ALTER-EU and CEO agree. The Parliament has a unique opportunity to consider this issue and to tackle apparent Commission complaisance about staff ethics. We hope it will accept this challenge.

This blog has also been published by the Social Europe Journal.


Monday, 23 January 2012

Ex-Commissioners going through the revolving door: transparency promise delayed

In April 2011 following a public outcry about ex-Commissioners going through the revolving door into industry (lobby) jobs, the European Commission introduced a slightly stricter Code of Conduct for Commissioners. No fewer than 6 out of the 13 Commissioners who left in February 2010 went into such jobs, including powerful Commissioners like Gunter Verheugen and Charlie McCreevy, who took a whole string of lobbying jobs provoking conflicts of interest. The Commission blocked just one job move because of glaring conflicts of interests (McCreevy’s move to NBNK Investments); the rest were given the green light with only very limited restrictions imposed on their activities with their new employers. Announcing the new code, Commissioner Maroš Šefčovič also promised that the Commission would create a website where the public could access information about decisions about Commissioners moving into new jobs. This promise of online transparency was an important change. Previously cumbersome freedom-of-information requests, usually initiated by NGOs, was the only way of shedding any light on Commissioners’ job moves.

Unfortunately it is now clear that the Commission is not in any hurry to implement the promise, quite the contrary. The Commission has informed Corporate Europe Observatory (CEO) that the promised website will only be launched when the current Commissioners depart in 2015. This means that the Commission's decisions regarding the Commissioners who left in 2010 will not be published anywhere on the Commission’s website, brushing the related revolving door scandals under the carpet. It is hard to justify why the Commission should not implement its promise now, starting with the most recent cases and then updating the website with new decisions as they happen. This disappointing approach raises questions about the Commission’s commitment to pro-active transparency.

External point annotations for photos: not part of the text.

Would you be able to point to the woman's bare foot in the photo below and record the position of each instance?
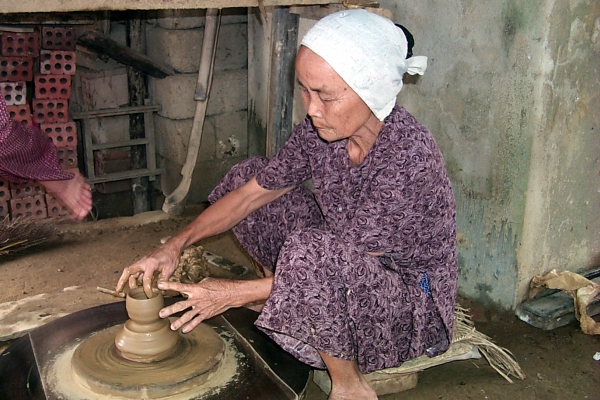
(75, 194)
(347, 382)
(359, 391)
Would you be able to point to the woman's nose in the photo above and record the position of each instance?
(313, 107)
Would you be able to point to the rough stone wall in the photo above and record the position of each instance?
(176, 37)
(511, 95)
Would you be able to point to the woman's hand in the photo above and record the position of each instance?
(205, 299)
(163, 260)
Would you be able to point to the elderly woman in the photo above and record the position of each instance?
(361, 271)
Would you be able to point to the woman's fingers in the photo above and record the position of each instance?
(204, 300)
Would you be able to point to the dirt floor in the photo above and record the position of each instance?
(559, 364)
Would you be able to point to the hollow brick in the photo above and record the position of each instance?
(20, 113)
(52, 86)
(14, 69)
(29, 207)
(14, 93)
(28, 189)
(57, 62)
(62, 133)
(50, 110)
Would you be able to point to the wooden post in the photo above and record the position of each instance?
(281, 90)
(138, 92)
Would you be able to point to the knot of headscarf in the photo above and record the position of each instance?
(368, 52)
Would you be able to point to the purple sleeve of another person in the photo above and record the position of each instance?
(26, 153)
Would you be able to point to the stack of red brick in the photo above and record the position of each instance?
(35, 80)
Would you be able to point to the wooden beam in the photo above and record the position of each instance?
(37, 18)
(102, 44)
(47, 6)
(281, 90)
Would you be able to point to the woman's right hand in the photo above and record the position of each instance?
(163, 261)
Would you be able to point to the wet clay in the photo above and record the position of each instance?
(144, 358)
(97, 366)
(145, 337)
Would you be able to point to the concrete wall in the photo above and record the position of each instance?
(176, 37)
(511, 95)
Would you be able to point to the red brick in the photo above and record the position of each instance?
(29, 207)
(54, 38)
(52, 86)
(56, 62)
(50, 111)
(14, 93)
(62, 133)
(22, 190)
(3, 209)
(55, 209)
(14, 69)
(4, 190)
(67, 156)
(20, 44)
(20, 113)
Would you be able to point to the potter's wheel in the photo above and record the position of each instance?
(96, 364)
(255, 367)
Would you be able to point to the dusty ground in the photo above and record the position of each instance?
(558, 363)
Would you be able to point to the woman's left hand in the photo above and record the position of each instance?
(205, 299)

While we’re waiting for the Commission to implement its transparency promise, the Alliance for Lobbying Transparency and Ethics Regulation (ALTER-EU) website is the place to go for these types of documents. ALTER-EU published a large number of Commission documents regarding the approval procedure for the above-mentioned six ex-Commissioners online back in spring 2011. ALTER-EU has now updated the site with documents about several new cases, received through freedom-of-information requests (using the excellent asktheeu.org website).

Among the new cases are ex-Commissioner Benita Ferrero-Waldner's move to join the board of Alpine Group, a large multinational construction company. The Commission approved this move in the same superficial way as the numerous other board positions she has accepted, without any cooling-off period or ban on lobbying.

Also new on the website is the Commission’s approval of ex-Commissioner Meglena Kuneva's appointment at the Trilateral Commission, a neoliberal thinktank.

Meanwhile, the Commission continues to reject calls for pro-active transparency around its decisions about Commission officials (staff) going through the revolving door. In a letter last month, the Commission argued that introducing a revolving door register for Commission officials would violate data protection and privacy rules because names “are also considered personal data”.

In its response to Commissioner Šefčovič, ALTER-EU has countered this argument and reiterated calls for a revolving door register, pointing to the fact that such a register already exists in the UK. CEO's RevolvingDoorWatch pages will also include information about new cases as we find them.